A New Age now begins
Ben Judah, writing in Politico Magazine, supplies some answers to why Vladimir Putin has become so bold in Ukraine.
The West is blinking in disbelief – Vladimir Putin just invaded Ukraine. German diplomats, French Eurocrats and American pundits are all stunned. Why has Russia chosen to gamble its trillion-dollar ties with the West?
Western leaders are stunned because they haven’t realized Russia’s owners no longer respect Europeans the way they once did after the Cold War. Russia thinks the West is no longer a crusading alliance. Russia thinks the West is now all about the money.
Putin’s henchmen know this personally. Russia’s rulers have been buying up Europe for years. They have mansions and luxury flats from London’s West End to France’s Cote d’Azure. Their children are safe at British boarding and Swiss finishing schools. And their money is squirrelled away in Austrian banks and British tax havens.
Putin’s inner circle no longer fear the European establishment. They once imagined them all in MI6. Now they know better. They have seen firsthand how obsequious Western aristocrats and corporate tycoons suddenly turn when their billions come into play. They now view them as hypocrites—the same European elites who help them hide their fortunes.

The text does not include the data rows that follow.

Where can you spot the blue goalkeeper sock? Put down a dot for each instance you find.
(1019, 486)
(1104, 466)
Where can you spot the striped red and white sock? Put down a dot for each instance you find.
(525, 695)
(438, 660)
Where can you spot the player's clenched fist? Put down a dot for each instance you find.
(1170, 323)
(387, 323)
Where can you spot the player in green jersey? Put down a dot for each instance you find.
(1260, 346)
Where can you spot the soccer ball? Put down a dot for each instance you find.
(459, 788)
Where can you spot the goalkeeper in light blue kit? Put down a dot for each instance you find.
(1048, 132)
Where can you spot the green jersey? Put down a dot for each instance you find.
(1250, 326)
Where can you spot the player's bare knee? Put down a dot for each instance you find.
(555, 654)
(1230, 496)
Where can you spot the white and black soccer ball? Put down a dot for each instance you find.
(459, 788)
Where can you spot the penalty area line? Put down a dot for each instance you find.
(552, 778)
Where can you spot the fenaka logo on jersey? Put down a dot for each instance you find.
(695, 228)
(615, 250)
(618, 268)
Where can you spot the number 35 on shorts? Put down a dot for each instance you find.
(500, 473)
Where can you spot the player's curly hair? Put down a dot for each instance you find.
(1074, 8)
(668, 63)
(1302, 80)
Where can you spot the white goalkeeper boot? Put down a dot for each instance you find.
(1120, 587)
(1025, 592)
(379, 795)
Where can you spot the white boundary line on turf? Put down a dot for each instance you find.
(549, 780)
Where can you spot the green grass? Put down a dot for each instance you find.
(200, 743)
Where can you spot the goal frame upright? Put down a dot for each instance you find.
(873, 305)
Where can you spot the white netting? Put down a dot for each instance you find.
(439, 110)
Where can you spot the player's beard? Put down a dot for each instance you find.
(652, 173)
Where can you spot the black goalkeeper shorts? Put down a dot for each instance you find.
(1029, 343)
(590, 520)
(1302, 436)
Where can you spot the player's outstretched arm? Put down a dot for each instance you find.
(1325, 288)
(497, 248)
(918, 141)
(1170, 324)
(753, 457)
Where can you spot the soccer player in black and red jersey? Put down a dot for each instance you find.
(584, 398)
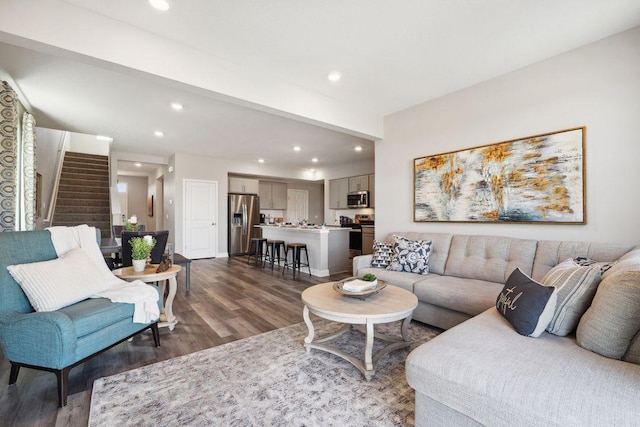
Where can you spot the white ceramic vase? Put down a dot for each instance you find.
(138, 264)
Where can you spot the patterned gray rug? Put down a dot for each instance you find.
(265, 380)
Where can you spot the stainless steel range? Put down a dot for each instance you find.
(355, 236)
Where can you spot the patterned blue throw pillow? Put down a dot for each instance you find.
(411, 256)
(382, 254)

Once Russia’s powerful listened when European embassies issued statements denouncing the baroque corruption of Russian state companies. But no more. Because they know full well it is European bankers, businessmen and lawyers who do the dirty work for them placing the proceeds of corruption in hideouts from the Dutch Antilles to the British Virgin Islands.

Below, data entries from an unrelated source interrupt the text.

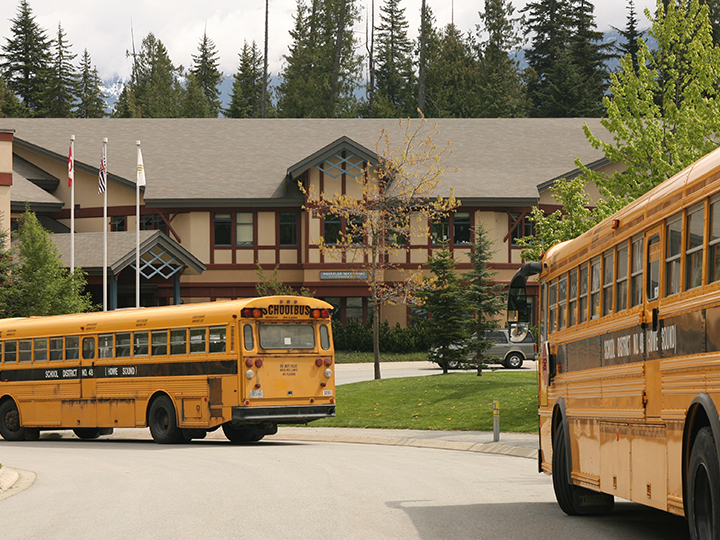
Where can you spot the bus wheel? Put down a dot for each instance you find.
(242, 434)
(10, 427)
(162, 421)
(574, 500)
(87, 433)
(703, 487)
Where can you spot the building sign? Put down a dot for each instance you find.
(344, 275)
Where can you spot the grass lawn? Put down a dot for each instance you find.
(456, 401)
(353, 357)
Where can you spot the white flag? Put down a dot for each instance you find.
(141, 169)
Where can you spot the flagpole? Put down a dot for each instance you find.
(137, 228)
(105, 187)
(71, 179)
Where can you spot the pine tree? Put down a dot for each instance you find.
(91, 100)
(395, 78)
(322, 68)
(501, 94)
(448, 307)
(246, 97)
(26, 59)
(62, 84)
(206, 72)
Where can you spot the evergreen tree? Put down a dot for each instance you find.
(246, 97)
(194, 101)
(91, 100)
(395, 78)
(26, 59)
(206, 72)
(501, 92)
(62, 84)
(630, 35)
(322, 68)
(451, 76)
(40, 285)
(448, 307)
(486, 297)
(154, 89)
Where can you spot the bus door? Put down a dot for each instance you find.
(652, 396)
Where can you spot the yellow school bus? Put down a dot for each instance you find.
(629, 374)
(244, 365)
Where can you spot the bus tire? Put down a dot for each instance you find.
(703, 489)
(163, 422)
(574, 500)
(10, 427)
(87, 433)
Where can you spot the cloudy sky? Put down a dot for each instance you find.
(104, 28)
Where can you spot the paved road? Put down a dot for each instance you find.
(131, 488)
(349, 373)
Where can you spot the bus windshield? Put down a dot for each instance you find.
(287, 336)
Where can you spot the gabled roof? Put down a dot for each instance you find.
(235, 162)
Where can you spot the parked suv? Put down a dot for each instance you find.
(511, 355)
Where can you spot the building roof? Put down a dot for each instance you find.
(224, 162)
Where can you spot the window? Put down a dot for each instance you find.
(287, 227)
(673, 248)
(72, 348)
(105, 343)
(140, 343)
(572, 303)
(583, 284)
(714, 242)
(40, 350)
(223, 229)
(693, 248)
(178, 341)
(25, 350)
(122, 345)
(523, 229)
(562, 298)
(608, 282)
(159, 342)
(621, 279)
(56, 347)
(88, 348)
(332, 229)
(636, 271)
(118, 224)
(653, 266)
(595, 288)
(245, 229)
(461, 228)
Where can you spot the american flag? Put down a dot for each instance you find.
(102, 174)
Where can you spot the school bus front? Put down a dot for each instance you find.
(287, 371)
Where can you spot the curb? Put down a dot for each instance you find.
(483, 448)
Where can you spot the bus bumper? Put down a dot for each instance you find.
(290, 414)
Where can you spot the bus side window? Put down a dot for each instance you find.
(40, 350)
(72, 348)
(56, 347)
(122, 345)
(248, 338)
(324, 337)
(140, 343)
(198, 337)
(217, 339)
(105, 343)
(88, 348)
(10, 351)
(159, 342)
(178, 341)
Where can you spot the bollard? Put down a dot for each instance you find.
(496, 421)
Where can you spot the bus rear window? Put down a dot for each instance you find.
(287, 336)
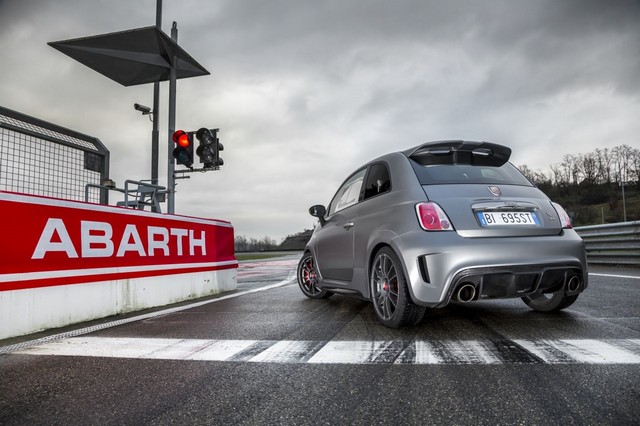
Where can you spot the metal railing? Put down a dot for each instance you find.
(612, 244)
(137, 194)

We are not talking big money. But very big money. None other than Putin’s Central Bank has estimated that two thirds of the $56 billion exiting Russia in 2012 might be traceable to illegal activities. Crimes like kickbacks, drug money or tax fraud. This is the money that posh English bankers are rolling out the red carpet for in London.
Behind European corruption, Russia sees American weakness. The Kremlin does not believe European countries – with the exception of Germany – are truly independent of the United States. They see them as client states that Washington could force now, as it once did in the Cold War, not to do such business with the Kremlin.
Yes - the rope to hang us with, as Lenin said. We're buying it, and they're selling it.
NATO is a empty shell, as proven in Afghanistan. None of our "allies" wanted to fight - almost all of them wanted to guard the airport in Kabul. Putin's boldness is the result of cold calculation that no European government wants to send its boys to die for Ukraine. And if Europe won't take the lead, President Obama won't lift a finger either.
What happens next? If Putin is satisfied with only gobbling up the Crimea, the crisis will blow over pretty quickly. But if his appetite expands to include dining on some of the pro-Russian eastern provinces, Ukraine will be forced to go to war or risk seeing a forced partition.
In Warsaw, in Prague, in Budapest, and other capitals of the old Warsaw pact countries - the lights in the foreign ministry buildings are burning late.